Setting Useful Objectives – And Then Using Them

Regardless of the management tool(s) being employed, the biggest challenge for a prairie manager is to set clear objectives and then follow up on them.  Start by defining the outcome you want (different habitat structure, more plant diversity, etc.) and then describe precisely what success looks like.  Monitoring doesn’t have to mean spending hours on your knees with a plot frame, it just means measuring the outcome you desired.

For example, if you want more habitat diversity, you could start by listing the types of habitat structure you want (tall/dense, short sparse, patchy forbs with short grass, etc.) and how much of the prairie you’d like to be in each category.  Then, you could make a rough map of how the site looks before the treatment and estimate percentages of each habitat type.  After your grazing, fire, or mowing treatment, make another map and see if you reached your objective.

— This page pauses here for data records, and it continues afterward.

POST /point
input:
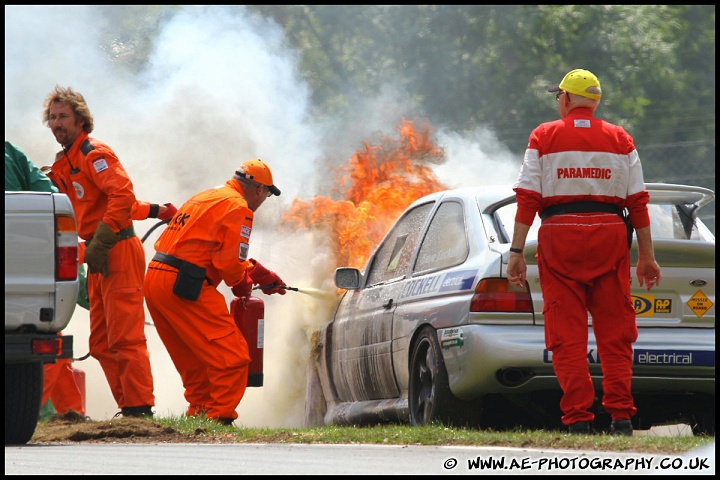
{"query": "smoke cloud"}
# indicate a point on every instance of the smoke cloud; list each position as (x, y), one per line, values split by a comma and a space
(221, 87)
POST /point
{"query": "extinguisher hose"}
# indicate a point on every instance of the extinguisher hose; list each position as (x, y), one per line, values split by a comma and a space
(152, 229)
(274, 285)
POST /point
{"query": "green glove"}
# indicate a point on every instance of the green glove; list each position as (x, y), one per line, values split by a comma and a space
(83, 299)
(98, 250)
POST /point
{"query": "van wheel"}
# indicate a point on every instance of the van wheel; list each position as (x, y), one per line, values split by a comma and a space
(23, 393)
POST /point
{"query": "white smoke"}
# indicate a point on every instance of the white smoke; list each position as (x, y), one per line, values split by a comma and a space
(220, 87)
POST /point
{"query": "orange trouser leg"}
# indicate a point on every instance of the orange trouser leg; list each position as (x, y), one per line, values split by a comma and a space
(117, 325)
(205, 345)
(580, 261)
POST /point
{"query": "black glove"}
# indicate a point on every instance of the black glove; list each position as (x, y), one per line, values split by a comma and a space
(168, 213)
(97, 252)
(243, 288)
(269, 281)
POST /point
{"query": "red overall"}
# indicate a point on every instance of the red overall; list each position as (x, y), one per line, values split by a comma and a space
(583, 258)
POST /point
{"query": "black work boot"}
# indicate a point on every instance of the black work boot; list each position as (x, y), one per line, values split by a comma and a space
(621, 427)
(579, 428)
(143, 411)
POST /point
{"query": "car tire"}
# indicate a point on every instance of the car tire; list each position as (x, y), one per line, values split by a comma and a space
(315, 404)
(23, 393)
(429, 397)
(703, 423)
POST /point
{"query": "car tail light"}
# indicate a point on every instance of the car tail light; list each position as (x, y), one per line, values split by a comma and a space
(66, 249)
(497, 295)
(47, 346)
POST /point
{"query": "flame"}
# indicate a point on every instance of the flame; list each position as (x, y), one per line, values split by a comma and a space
(375, 187)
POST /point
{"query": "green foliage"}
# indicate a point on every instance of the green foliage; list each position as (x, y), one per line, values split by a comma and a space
(400, 434)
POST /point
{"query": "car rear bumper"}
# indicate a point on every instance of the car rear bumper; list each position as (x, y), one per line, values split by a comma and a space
(484, 359)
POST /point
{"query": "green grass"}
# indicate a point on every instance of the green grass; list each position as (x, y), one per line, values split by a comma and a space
(394, 434)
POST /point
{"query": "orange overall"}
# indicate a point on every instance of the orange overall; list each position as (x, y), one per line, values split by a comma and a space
(211, 231)
(100, 190)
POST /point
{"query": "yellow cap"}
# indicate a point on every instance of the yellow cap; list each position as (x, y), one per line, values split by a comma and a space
(580, 82)
(258, 171)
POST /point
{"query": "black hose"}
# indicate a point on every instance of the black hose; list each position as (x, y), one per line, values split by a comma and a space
(152, 229)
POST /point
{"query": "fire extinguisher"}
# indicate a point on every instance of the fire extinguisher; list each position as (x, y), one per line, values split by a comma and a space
(249, 315)
(79, 376)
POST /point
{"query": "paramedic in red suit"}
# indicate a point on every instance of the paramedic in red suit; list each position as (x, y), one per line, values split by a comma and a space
(102, 195)
(207, 242)
(579, 173)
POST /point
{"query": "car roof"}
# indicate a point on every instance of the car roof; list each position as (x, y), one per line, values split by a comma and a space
(496, 195)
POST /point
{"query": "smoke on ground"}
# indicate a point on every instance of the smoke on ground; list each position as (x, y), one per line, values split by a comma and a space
(221, 87)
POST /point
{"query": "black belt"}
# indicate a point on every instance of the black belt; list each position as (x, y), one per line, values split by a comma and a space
(581, 207)
(168, 259)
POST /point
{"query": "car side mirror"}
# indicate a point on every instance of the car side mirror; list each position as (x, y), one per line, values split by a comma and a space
(347, 278)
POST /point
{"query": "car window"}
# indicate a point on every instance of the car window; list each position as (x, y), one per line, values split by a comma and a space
(392, 258)
(505, 219)
(445, 243)
(667, 221)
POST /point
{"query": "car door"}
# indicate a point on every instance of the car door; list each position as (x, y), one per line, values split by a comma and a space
(362, 367)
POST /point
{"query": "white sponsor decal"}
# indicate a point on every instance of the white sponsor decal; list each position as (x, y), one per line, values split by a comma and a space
(100, 164)
(79, 190)
(581, 123)
(243, 251)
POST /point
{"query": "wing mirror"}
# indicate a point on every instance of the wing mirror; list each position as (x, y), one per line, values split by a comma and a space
(347, 278)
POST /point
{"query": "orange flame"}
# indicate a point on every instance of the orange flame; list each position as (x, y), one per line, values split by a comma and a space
(380, 181)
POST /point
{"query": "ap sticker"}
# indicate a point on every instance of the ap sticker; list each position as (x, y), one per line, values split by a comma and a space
(100, 164)
(243, 251)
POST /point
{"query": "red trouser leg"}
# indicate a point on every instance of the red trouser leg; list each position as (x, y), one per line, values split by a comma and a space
(203, 342)
(117, 325)
(615, 331)
(581, 260)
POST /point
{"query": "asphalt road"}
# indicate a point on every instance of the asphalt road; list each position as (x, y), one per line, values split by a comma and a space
(293, 459)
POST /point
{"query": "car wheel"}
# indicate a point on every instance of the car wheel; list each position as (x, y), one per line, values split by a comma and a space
(429, 395)
(703, 423)
(23, 393)
(315, 404)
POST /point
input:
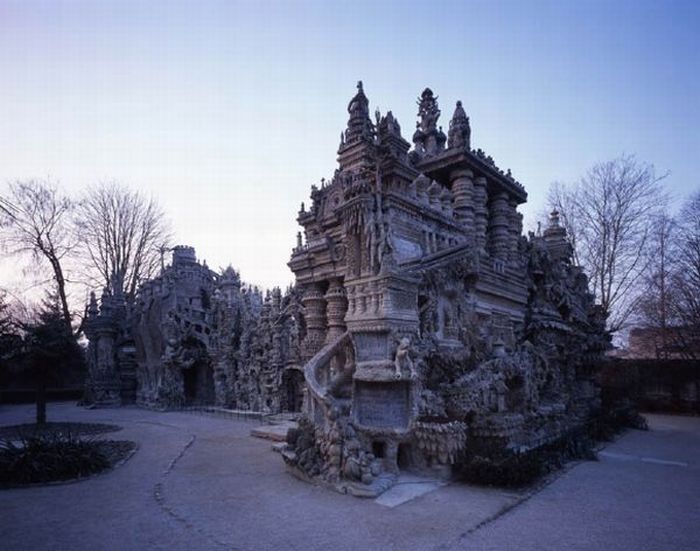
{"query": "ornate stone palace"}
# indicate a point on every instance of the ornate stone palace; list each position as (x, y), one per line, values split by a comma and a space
(422, 325)
(431, 323)
(195, 337)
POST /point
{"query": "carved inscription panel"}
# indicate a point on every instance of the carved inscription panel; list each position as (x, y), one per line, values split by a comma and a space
(383, 405)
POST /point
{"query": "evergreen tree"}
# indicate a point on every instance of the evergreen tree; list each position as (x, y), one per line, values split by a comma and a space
(51, 351)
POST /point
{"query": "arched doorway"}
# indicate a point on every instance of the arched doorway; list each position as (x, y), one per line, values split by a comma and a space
(292, 390)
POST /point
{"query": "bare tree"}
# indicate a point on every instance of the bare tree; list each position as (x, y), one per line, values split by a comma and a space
(35, 220)
(656, 303)
(610, 213)
(686, 278)
(122, 234)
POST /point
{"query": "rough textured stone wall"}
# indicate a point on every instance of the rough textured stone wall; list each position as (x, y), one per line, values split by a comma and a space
(195, 337)
(453, 327)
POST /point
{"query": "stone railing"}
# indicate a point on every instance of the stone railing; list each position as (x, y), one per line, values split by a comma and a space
(317, 373)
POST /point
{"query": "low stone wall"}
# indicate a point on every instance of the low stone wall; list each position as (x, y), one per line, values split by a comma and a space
(653, 385)
(28, 395)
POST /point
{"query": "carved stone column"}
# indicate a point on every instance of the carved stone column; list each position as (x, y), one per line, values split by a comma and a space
(463, 191)
(337, 306)
(315, 316)
(516, 229)
(499, 227)
(480, 197)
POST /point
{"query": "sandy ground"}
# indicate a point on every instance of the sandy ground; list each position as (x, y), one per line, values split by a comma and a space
(200, 482)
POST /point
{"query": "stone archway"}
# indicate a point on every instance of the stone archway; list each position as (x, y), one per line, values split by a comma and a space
(292, 390)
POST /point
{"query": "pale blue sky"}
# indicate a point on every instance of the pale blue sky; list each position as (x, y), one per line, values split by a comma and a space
(229, 111)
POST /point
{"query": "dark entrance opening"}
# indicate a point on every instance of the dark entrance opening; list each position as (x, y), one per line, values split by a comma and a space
(403, 458)
(292, 390)
(379, 449)
(197, 374)
(190, 381)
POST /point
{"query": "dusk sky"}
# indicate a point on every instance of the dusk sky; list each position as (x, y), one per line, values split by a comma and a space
(228, 112)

If plant diversity is important, decide how you will measure that.  This is where a plot frame and repeated sampling across a prairie can be helpful, but there are simpler ways as well.  You could pick out 3-5 small areas (less than 10 square meters) that you can find each year and then annually list the plant species you find in each area to see if that number changes over time.  You don’t have to identify all the species, just list how many there are.  If you are using grazing, it’s also important to figure out which plant species are favorites of the cattle and use that information to ensure that your management allows those plants enough rest from grazing that they can bloom and make seed every few years.

Most importantly, your objectives should drive the adjustments you make to management from day to day and season to season.  If you can define what you want, you can see if your management is moving you in the right direction.   It’s fine to change objectives as you learn, or as conditions change.  In fact, in our Platte River Prairies, while we have some broad objectives (plant and habitat diversity), we set new specific objectives and management strategies each year to respond to what we’re seeing on the ground.

Cattle grazing is just another tool that can be used for the conservation of prairies.  It’s not appropriate for all prairies or situations, but can help meet some objectives in ways that other tools (fire, mowing, herbicides) can’t.  Conservation grazing differs from ranching in that income doesn’t have to be a major part of the decision-making process each year.  On land where conservation is the primary objective, managers can decide when and how to employ grazing (or not) based purely on the conservation challenges they face.

Thanks again to the Iowa Department of Natural Resources for inviting me to their conservation grazing discussion last week.  I was impressed by the thoughtfulness and creativity of the staff I met, and I look forward to hearing more about their prairie management and restoration work down the road.